Come for the products,
stay for the community

The Atlassian Community can help you and your team get more value out of Atlassian products and practices.

Atlassian Community about banner
4,256,819
Community Members
 
Community Events
164
Community Groups

Extinguishing our performance fires and rebuilding for the future

This blog was written by Bitbucket's Head of Engineering, Daniel Tao, and is also published to the Bitbucket Cloud blog.

I stepped into the role of Head of Engineering for Bitbucket Cloud in late 2020, having served as one of the team's senior engineering managers for several years. It is an honor and a privilege to lead this team, and I couldn't be prouder of the hard work we've done and continue to do each day to make Bitbucket a world-class product empowering teams to build, test, and deploy software to millions of people around the world.
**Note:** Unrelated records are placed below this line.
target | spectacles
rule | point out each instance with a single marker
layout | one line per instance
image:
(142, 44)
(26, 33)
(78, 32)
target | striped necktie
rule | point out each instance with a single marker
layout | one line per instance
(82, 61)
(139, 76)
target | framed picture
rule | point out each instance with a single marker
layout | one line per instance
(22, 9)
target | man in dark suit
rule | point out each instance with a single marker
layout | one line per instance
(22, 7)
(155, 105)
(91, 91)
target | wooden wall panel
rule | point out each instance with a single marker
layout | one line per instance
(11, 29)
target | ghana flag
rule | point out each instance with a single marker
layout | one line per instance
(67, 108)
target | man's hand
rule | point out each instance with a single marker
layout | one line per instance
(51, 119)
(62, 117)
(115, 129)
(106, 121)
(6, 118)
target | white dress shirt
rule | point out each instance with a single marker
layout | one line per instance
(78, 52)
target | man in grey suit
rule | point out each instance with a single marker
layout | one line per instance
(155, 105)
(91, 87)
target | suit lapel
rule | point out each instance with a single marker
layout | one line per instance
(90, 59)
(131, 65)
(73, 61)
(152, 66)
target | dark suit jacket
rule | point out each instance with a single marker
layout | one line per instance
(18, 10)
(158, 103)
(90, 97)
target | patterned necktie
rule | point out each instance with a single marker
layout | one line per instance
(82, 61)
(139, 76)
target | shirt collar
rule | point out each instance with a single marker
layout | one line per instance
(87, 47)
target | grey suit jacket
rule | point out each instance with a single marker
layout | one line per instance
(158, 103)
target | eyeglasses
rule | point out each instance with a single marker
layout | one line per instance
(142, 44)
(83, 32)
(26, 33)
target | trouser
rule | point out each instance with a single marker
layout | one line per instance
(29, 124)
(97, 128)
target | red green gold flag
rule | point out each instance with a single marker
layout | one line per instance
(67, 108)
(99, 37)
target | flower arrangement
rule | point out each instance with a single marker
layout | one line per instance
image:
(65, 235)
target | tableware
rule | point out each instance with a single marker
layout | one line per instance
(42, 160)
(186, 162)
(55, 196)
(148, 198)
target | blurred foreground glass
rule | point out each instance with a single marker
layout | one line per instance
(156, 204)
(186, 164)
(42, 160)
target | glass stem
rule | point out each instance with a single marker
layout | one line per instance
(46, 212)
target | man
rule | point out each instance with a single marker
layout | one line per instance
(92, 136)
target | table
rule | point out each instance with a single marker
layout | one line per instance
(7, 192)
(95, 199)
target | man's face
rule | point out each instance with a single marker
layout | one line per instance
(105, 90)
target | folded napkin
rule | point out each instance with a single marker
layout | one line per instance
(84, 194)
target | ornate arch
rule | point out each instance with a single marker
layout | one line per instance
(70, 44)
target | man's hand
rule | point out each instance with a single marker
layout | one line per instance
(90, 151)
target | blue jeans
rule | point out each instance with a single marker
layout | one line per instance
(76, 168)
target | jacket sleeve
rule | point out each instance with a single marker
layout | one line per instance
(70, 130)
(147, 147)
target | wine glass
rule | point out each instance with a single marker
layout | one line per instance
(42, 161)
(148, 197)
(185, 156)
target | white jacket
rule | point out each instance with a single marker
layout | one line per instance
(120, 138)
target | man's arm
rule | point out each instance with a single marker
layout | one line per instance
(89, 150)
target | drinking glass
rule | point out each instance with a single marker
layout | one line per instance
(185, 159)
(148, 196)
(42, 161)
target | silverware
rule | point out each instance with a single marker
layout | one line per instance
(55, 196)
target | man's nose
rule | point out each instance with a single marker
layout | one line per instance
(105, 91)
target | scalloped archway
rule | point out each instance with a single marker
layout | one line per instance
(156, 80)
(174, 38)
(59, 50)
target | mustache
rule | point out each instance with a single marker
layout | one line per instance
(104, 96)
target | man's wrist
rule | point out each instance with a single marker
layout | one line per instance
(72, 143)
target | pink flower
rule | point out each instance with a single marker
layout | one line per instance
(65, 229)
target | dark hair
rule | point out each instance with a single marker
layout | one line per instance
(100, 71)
It has been an eventful journey, and the past few weeks are no exception.

Recent performance incidents

Back in October, our previous Head of Engineering Robert Krohn shared a blog post to provide transparency about a recent major incident that had affected customers as well as share some impressive performance improvements the team had delivered. Today I'd like to do the same for some recent incidents in late March and again this month that have been especially trying, for our customers but also for our engineering teams. Fortunately I also have another set of improvements to share, along with plans to continue investing in the reliability and speed of our services.
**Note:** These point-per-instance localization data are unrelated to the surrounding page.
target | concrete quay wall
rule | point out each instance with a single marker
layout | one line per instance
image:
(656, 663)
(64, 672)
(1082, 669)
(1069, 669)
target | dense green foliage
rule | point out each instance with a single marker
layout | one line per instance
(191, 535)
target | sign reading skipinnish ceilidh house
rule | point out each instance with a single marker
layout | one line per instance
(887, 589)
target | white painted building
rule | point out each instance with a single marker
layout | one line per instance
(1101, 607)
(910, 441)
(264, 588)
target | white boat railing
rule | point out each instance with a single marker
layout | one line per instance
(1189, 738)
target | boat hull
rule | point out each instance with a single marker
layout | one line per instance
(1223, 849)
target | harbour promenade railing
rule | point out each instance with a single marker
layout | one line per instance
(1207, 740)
It would be fair to ask how these recent incidents are any different from past events such as those explained by my predecessor. This is a good opportunity to differentiate between reliability and performance. While these two concerns are highly correlated, they do not always go together. As an example, shifting expensive workloads from high-performance inelastic infrastructure to new infrastructure that sacrifices some speed for scalability could improve reliability while increasing execution time.

Much of our investments on Bitbucket Cloud over the past year have been focused on reliability—investing in better monitoring and alerting, moving to more scalable architecture, etc. Recently our customers experienced severely degraded performance causing pages to load very slowly and Git operations to appear to hang or time out. While our services did not experience outages during these incidents, this performance degradation was nonetheless highly disruptive to developers trying to use Bitbucket, highlighting the importance of treating performance and reliability as equal partners.

Extinguishing the fires

As the team dug in to investigate our performance degradation issues last week, one key discovery emerged early on: by far the biggest contributor was Bitbucket's file system layer, the piece of our infrastructure responsible for facilitating application access to customers’ source code. This is represented by the blue area in the following graph showing peaks in our response times last Monday and Tuesday.

Every other performance factor, such as databases, caches, and external web requests, were relatively stable in comparison to file system operations. (You can see that the other colored areas do not show as much variation as the blue area.)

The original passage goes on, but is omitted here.